Deuxièmement, les opérateurs du marché peuvent être en désaccord avec la BCE concernant les perspectives d’inflation. Il est intéressant de voir, dans l’édition d’octobre de l’enquête de la BCE[2] auprès des analystes monétaires, que pour la moitié des professionnels interrogés la prévision de l’IPCH atteindrait tout juste 1,4 % au quatrième trimestre 2022 et 1,7 % au quatrième trimestre 2023 ; la distribution y apparaît réduite puisque pour les trois-quarts d’entre eux, les prévisions d’inflation resteraient en deçà de 1,6 % au T4 2022 et de 1,8 % au T4 2023. Concernant l’inflation sous-jacente, l’estimation médiane s’établit à respectivement 1,3% et 1, 5%, tandis que pour 75% des analystes interrogés, elle serait en deçà de 1,6% et 1,7% respectivement.
Compte tenu de la forward guidance de la BCE, cela ne justifierait pas un relèvement précoce des taux, ce que confirme l’enquête : l’estimation médiane donne à juin 2024 la première hausse du taux de rémunération des dépôts, tandis que seulement un quart des personnes interrogées l’entrevoient en décembre 2023. C’est nettement plus tard que les anticipations du marché, ce qui suggère que les participants à l’enquête ne font pas partie de ceux qui prennent les décisions d’investissement.

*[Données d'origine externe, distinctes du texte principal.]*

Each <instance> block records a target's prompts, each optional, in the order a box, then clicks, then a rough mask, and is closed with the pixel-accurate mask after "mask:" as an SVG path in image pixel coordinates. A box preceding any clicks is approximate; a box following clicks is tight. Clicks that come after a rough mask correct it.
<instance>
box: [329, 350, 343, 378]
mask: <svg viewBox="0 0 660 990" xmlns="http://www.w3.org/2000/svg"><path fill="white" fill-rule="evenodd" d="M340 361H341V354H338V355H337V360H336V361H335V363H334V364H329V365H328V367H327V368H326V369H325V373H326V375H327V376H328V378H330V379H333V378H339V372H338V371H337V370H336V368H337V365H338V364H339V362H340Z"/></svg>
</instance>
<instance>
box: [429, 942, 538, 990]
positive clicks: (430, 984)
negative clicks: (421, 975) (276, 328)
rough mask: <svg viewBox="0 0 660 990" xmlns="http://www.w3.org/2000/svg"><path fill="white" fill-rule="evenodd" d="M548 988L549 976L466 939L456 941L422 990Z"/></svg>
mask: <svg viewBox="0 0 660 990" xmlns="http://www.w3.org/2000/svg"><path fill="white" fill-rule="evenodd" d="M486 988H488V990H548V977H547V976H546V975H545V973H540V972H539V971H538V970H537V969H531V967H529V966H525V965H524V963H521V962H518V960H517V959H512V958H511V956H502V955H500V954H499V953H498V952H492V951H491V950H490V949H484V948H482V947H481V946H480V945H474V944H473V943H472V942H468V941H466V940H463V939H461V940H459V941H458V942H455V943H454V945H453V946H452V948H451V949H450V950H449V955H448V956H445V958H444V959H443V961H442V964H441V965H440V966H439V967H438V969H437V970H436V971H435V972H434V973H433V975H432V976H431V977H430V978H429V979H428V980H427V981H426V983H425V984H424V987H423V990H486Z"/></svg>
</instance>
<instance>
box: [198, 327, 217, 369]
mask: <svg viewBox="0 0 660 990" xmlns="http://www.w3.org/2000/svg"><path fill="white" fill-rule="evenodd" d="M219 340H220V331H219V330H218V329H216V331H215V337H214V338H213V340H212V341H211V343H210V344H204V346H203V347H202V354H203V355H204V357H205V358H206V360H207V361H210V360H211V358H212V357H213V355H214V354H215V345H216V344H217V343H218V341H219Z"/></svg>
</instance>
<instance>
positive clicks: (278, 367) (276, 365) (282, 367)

Troisièmement, une explication plus vraisemblable de la divergence existant entre le message de la banque centrale et celui des marchés financiers est que la distribution des résultats possibles joue un rôle clé dans le pricing du marché alors que la forward guidance en fait peu de cas, voire aucun. Cette dernière porte, en effet, sur les conditions devant être remplies pour envisager une hausse de taux ; les marchés, quant à eux, intégreront dans les prix la probabilité du passage d’un état – le maintien du taux de rémunération des dépôts à son niveau actuel – à un autre, une fois ce taux relevé. Lorsqu’on considère que les risques d’inflation sont orientés à la hausse, il n’y a rien de surprenant à ce que les marchés intègrent un tour de vis monétaire qui, a priori, interviendrait prématurément. Cela signifie également que l’intégration d’un relèvement de taux par le marché peut être interprété comme une mesure des risques à la hausse de l’inflation.
Lorsqu’on considère que les risques d’inflation sont orientés à la hausse, il n’y a rien de surprenant à ce que les marchés intègrent un tour de vis monétaire qui interviendrait prématurément. Cela signifie également que l’intégration d’un relèvement par le marché peut être interprété comme une mesure des risques à la hausse de l’inflation.